Governor Radcliff slid the short distance to the ground from the burro’s back and peered intently at Captain Reddy. The feat didn’t require much in the way of physical exertion, but he managed it with a certain athletic grace inconsistent with his girth. He touched his immense graying mustache as if making sure every hair was in place. “Please do, Commodore. From our . . . abbreviated conversation, it would seem the Empire at large owes him and his people a great debt indeed.”
“Very well, then.” Jenks proceeded, bowing slightly and gesturing at Matt. “I present my excellent friend, Captain Matthew Reddy, High Chief of the American Clan, and Commander in Chief of all Allied Forces united beneath the Banner of the Trees.”
Matt glanced at Jenks. They’d considered numerous possibilities regarding how they’d be received here. Apparently, Jenks considered this Governor Radcliff an ally—for now. Matt saluted. “Captain Matthew Reddy, United States Navy ship Walker. I request permission to come ashore, sir.”

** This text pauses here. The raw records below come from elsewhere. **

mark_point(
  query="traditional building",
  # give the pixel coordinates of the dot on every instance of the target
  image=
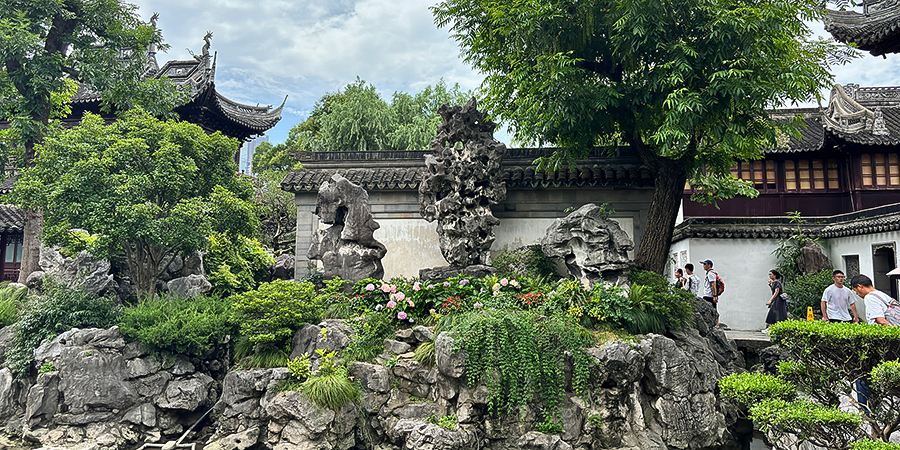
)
(205, 107)
(534, 199)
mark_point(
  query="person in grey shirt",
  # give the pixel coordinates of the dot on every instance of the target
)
(837, 299)
(691, 280)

Radcliff looked at Jenks with a frown. “Well, what is he? A captain or a chief?”
“Both, Your Excellency. Ah, as I understand it, he prefers ‘captain’ while in direct command of his ship.”
“And he’s standing right in front of you . . . Governor.” Gray growled under his breath. He too was still holding a salute.
“Boats!” Matt ground out.
The governor of Respite chuckled and Jenks quickly whispered something in his ear. “Oh! Of course!” He sketched a salute and Matt and Gray dropped theirs. “Permission granted, certainly—not that we could deny it, if the good commodore has been remotely accurate in his description of your ship’s capabilities.” He turned to look at Chack and the other Marines. “And what have we here?” An expression of genuine wonder crossed his face.
“They call them ‘Lemurians,’ Excellency,” Jenks supplied. “Descendants of the ancient”—he glanced apologetically at Chack—“ ‘Ape Folk’ that the Founders described in their journals.”
“If I may?” Matt said, not really asking. “As Commodore Jenks is likely about to inform you, they don’t like the term ‘Ape Folk’ very much. I think they’ve figured out what an ape is by talking to us, even though they’ve never seen one. Jenks has told me you do have apes, descendants of pets aboard your old ships. Seeing those apes and being equated with them is likely to cause resentment. Trust me, sir, you really don’t want to create resentment among my crew, and particularly among these Lemurian Marines.”
“Indeed not, I assure you!” Governor Radcliff exclaimed. “These friends of yours seem rather touchy, Commodore,” he said in an aside to Jenks.
“Still standing right here,” Gray said. Matt rolled his eyes.
“Indeed. Please forgive me,” the governor said. “I’m not accustomed to speaking so forthrightly with strangers.”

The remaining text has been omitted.